I shrugged. “We came in fourth in interstate competition.”

“Fourth, eh? That good enough to get you a college scholarship?” he asked me.

“I don’t…I don’t know. I don’t think so, sir.” This was the first time the word
scholarship
had ever been mentioned in my presence. It sent chills through me.

“Your family got enough money to send you to college on their own?”

“No, sir, we don’t.” Same old story—father working hard to keep our family in the middle of middle class, grip slipping on that rung with every passing day. “Doesn’t the military pay for your college education, sir?”

He ignored me. “You must have some other skills. You want to go into a trade, don’t you? Computers? Mechanic? There’s some awful good jobs for mechanics nowadays, if you have the right training.”

“I—I don’t know,” I stammered, trying to force a grin to my lips. “I think I might like something like that, but…I don’t really know. I think maybe first I’d like to see the world, like you were saying. Travel. With the Corps. I think I want to join the Corps.”
That’ll make him happy
, I thought. For those few minutes outside the auditorium, I wanted nothing more than to please this man, this magnificent creature of warfare wounded so nobly in the heat of battle.

It took some seconds to retrieve my answer, and in that time I imagined all of the possible ways in which I could be rejected from the position, right there and then. Every possible fear welled up inside, and my stomach did a loop-de-loop that threatened to take the next available turn up my throat and out of my mouth; I stifled a burp as I tried to keep from drenching these soldiers in partially digested school-grade lasagna.

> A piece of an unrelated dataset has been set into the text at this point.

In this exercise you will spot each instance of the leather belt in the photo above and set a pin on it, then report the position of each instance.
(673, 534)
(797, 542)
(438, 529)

Finally, Lieutenant Medeiros shook his head as a sentence formed about the corners of his mouth—then disappeared just as quickly. “Take these papers home and talk it over with your parents.” He sighed, pushing a sheaf of letters toward me with his good arm. “You’ll make as fine a soldier as any.”

 

Lieutenant Medeiros tried to talk me out of it. I can see that now. It was a half-assed attempt, but he’d probably been trying and failing to talk boys out of joining the service for years, and after a while even the most passing effort can become a tremendous drain. But at the time I was blinded to all motives, hidden or otherwise, by those dress whites, those buttons, those lapels, and that beautiful shimmering insignia.

I signed up for the sake of a uniform. I was not the first, and I will not be the last.

 

Three years later, after my tour of duty had come to a close, I would once again join a profession with something less than the clearest of intentions, and I would once again have my judgment clouded by the accoutrements of office. Camouflage, knives, gas, guns—these were the privileged tools of the Bio-Repo man, and after two years of the military doldrums, I was ready to put myself to good use in the battlegrounds of America’s medical establishment. Not coincidentally, these are the same weapons I am using to defend myself now that I am on the run from my previous employers. The war hasn’t ended; it’s just changed venue.

 

Jake never seemed particularly taken by the soldiers who came in to talk to us that day. He called them knobs and jarheads and a bunch of other things I’m pretty sure he’d gotten from the movies, but he took his papers home just like me and had ’em signed and ready to go by the next morning.